I let my eyes fall to the grass I was pulling at. If I pushed, she wouldn’t tell me more, but things started to make sense as I thought over some of the men in our family unit. Billy was just a few years older than us, and as soon as he graduated he started disappearing with the other men. He also began to ripple with muscles Sara and I drooled at, but he became more and more distant with time. Trevor also started to fill out his stick-figure frame, not like Billy had, but he did have some definition which he hadn’t before. He wasn’t ignoring me like Billy had, though. He was more attentive, coming to see me every night and calling me babe. I tugged a little harder on the grass. I hated being called babe, and I wasn’t a fan of his increased attention either.

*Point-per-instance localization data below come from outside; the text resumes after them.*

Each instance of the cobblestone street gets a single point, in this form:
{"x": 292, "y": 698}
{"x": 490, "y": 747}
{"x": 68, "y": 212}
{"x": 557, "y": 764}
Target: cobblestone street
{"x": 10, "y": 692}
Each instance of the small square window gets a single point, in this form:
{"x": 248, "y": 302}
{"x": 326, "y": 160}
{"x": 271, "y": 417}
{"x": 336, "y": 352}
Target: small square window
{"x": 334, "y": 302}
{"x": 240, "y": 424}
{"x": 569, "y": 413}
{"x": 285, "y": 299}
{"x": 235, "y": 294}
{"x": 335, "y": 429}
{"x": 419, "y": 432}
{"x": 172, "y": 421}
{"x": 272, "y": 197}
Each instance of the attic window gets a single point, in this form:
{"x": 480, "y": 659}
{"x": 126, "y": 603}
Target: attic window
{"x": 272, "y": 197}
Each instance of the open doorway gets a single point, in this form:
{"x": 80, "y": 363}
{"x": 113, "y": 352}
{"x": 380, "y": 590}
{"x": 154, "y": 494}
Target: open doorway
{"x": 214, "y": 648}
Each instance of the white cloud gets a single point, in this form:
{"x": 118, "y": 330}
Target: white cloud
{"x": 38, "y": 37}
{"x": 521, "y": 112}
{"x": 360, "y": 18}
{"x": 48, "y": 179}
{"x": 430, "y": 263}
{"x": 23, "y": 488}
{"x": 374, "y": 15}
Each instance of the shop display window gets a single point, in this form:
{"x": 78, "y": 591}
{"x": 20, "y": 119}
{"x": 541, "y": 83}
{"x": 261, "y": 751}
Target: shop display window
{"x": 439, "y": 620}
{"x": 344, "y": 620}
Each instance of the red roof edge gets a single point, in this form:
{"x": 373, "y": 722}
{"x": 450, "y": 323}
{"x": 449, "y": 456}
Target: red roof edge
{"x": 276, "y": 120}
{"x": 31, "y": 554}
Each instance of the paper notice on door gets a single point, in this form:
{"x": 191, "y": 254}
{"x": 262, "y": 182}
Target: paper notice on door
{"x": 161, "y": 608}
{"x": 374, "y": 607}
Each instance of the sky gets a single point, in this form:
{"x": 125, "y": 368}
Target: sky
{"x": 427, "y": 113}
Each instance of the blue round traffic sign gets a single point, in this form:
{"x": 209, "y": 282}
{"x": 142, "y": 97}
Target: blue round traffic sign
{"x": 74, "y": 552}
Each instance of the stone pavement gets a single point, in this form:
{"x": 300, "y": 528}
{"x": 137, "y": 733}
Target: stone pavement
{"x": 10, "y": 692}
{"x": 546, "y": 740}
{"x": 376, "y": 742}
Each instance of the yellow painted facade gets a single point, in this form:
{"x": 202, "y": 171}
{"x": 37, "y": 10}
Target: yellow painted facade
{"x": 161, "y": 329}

“So are you going to tell me?” Sara pushed, interrupting my thoughts.
“Tell you what?”
“What you’ve been doing all this time?” she asked.
I ran my hand through my hair before replying, “Are you going to tell me what you’ve been doing?”
We stared at each other until she broke into a small grin that made me feel guilty.
“You know you can trust me, right? We’re sisters,” she said, and the look in her eyes made me feel like she did care.
It caught me off guard. It was a feeling I hadn’t felt in a long time. I never truly felt it from my cold father or mother, and sometimes I felt like Trevor was just following orders.
“Promise you won’t tell?” I asked, and our heads leaned together as she took my hands in hers.
“Of course!” she replied.
“It’s nothing really—I’ve been just going out to the forest and writing.”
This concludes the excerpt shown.